Second, the US takes a deep interest in oil and gas around the world. Washington has literally hundreds of people monitoring world energy—at the Departments of State, Energy, Commerce, the National Security Council, the Pentagon, and the CIA. No other government matches this scale of coverage. Greater control over Germany’s energy would promote US power over Europe.

Third, Washington views Russia as an adversary. Alleging Russian aggression and malfeasance, the US imposes sanctions and pursues military and economic containment. The European Union has followed suit. NATO has pushed its forces up to Russia’s borders.

Ottawa supports Washington in this economic warfare. In 2018, then Foreign Affairs Minister Chrystia Freeland declared Canada had “significant concerns” about the pipeline. She had discussed these concerns “with many countries,” including Denmark and Ukraine.

Geopolitically, the US seldom gives up on getting its way. Europeans are reacting at last to Washington’s browbeating.
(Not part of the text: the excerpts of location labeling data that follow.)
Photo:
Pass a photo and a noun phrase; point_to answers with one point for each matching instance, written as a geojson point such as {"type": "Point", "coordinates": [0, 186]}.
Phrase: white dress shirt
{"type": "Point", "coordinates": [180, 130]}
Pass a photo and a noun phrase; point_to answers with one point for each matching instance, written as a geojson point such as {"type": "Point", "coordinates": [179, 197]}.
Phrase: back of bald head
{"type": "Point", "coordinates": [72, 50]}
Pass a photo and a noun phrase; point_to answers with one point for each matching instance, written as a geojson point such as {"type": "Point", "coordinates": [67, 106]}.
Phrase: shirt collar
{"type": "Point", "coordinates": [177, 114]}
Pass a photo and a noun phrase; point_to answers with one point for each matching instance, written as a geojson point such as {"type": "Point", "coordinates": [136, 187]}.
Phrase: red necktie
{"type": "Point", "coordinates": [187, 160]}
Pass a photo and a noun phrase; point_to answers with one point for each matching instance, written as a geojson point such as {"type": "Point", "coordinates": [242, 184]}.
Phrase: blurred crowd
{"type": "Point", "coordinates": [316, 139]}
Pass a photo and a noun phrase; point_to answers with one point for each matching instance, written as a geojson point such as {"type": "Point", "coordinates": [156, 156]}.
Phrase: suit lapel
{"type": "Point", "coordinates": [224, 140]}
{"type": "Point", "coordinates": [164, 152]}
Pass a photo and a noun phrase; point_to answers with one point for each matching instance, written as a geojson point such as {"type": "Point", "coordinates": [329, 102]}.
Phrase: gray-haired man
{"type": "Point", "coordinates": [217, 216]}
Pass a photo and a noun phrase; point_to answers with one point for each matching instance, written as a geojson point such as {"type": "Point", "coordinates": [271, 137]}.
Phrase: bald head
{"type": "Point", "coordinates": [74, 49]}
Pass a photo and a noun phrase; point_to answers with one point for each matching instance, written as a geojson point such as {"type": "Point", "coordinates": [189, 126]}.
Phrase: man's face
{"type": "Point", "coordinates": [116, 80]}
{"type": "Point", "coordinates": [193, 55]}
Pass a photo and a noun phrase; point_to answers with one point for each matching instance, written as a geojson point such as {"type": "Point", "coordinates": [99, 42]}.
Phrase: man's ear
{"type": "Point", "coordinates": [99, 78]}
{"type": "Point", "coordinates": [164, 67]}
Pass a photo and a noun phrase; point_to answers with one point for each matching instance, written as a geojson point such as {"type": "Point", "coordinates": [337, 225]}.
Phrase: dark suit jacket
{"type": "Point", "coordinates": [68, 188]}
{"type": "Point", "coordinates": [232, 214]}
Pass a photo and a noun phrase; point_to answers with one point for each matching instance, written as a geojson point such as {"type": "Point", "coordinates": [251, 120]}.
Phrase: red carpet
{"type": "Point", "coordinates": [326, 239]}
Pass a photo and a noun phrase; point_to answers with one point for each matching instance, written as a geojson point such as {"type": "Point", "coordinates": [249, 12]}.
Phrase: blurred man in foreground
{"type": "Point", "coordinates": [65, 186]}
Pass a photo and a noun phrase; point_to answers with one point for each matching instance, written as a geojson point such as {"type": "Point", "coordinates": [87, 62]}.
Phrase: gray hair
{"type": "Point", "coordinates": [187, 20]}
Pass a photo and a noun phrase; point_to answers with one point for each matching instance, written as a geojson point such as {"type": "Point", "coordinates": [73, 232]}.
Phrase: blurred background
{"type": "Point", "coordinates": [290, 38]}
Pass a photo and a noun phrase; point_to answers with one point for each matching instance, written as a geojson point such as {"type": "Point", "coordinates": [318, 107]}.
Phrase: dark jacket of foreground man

Germany is pushing back on Nord Stream 2. In January, the EU signed a huge trade deal with China, against US wishes. These are signals of a weakening deference to US foreign policy directives and a strengthening of Europe’s autonomy.

Meanwhile, Russia is considering an international court challenge against US actions. Perhaps the world is returning to a multi-polar status. More diplomatic skirmishes are likely in coming months.

John Foster is the author of Oil and World Politics: The real story of today’s conflict zones (Lorimer Books, 2018).